When you are raised by (for argument’s sake) a story teller you do, as you age, begin to question things you once believed. You become embarrassed about the stories you have told others over the years because you believed the person who told them to you.
You begin to realize that your aunt (the one you never met) probably wasn’t an Olympic ice skater and your relatives (all the relatives you never met) were probably not the inventors of Dr. Pepper and the Wonder Bread packaging. They probably were not George Harrison nor dear friends of Lawrence Welk, Glenn Miller and Liberace. Your unmet uncles probably didn’t ride with Jesse James and their sisters probably didn’t sleep in cigar boxes. You begin to realize that much of what you once clung to as your “history” was probably just bits and pieces your mother once read in the Guinness Book of World Records and some romance novels. You feel like Forrest Gump.
And you then begin to question everything! Did you actually break your collar bone by carrying your own trike down the stairs? Did you really not speak a single word until you were 4? You question your living arrangements, your education, your past. You have no history of your own that you can carry around with any kind of conviction! You feel lost....
I completely understand the author’s feelings toward her mother and why she made the final decision she had to make....
but while Susanna Sonnenberg is a beautiful woman and brilliant writer, make no mistake, I can’t honestly say I enjoyed reading her memoir. Perhaps I was expecting something more amusing like The Glass Castle by Jeannette Walls ... I really don’t know.

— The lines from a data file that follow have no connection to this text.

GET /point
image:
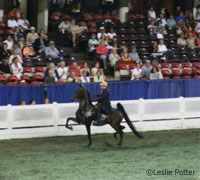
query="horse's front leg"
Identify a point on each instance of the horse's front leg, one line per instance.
(67, 122)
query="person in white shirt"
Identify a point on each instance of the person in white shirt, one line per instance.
(63, 71)
(23, 22)
(12, 23)
(102, 31)
(136, 73)
(16, 67)
(9, 41)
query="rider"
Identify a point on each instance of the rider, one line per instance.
(104, 105)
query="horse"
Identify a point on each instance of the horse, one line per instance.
(87, 113)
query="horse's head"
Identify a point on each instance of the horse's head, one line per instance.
(79, 94)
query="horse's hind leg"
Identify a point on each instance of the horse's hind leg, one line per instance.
(67, 122)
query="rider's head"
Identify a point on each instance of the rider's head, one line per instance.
(104, 85)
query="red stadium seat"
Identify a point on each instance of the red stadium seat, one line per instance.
(12, 78)
(37, 77)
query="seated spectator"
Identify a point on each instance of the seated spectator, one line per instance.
(63, 71)
(101, 32)
(9, 41)
(125, 56)
(190, 30)
(4, 52)
(28, 51)
(12, 23)
(113, 58)
(5, 67)
(198, 40)
(41, 43)
(73, 78)
(151, 14)
(23, 23)
(136, 73)
(155, 74)
(75, 30)
(190, 41)
(51, 51)
(181, 41)
(98, 77)
(95, 69)
(180, 20)
(102, 51)
(162, 19)
(84, 77)
(171, 23)
(32, 102)
(146, 69)
(32, 36)
(74, 67)
(86, 68)
(14, 54)
(51, 67)
(50, 79)
(151, 27)
(111, 34)
(134, 55)
(16, 68)
(63, 29)
(92, 43)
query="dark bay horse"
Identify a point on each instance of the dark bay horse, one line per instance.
(86, 113)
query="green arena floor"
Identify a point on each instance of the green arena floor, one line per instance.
(65, 158)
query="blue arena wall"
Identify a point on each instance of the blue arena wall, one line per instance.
(123, 90)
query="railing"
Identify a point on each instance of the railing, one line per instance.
(49, 120)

At one point I thought the book should have been renamed “Her Last F*ck”, but that too, just made me feel rather hollow.
I certainly admire that she wrote the book and I am sure doing so was an amazing and difficult experience for her. I could relate to a great deal of it, in fact, which may be where my feelings about it are stemming.
Sometimes I simply think I would be willing to take a difficult and tragic journey if I felt it was all worth it in the end, but I don’t know that I felt content with this author’s resolve. It is hers, though, after all, so who am I to say I am displeased?
I am not even pleased with my own review of it, truth be told, so...
let me just say that this book was well-written and deep. It was heartfelt and honest. It was sad.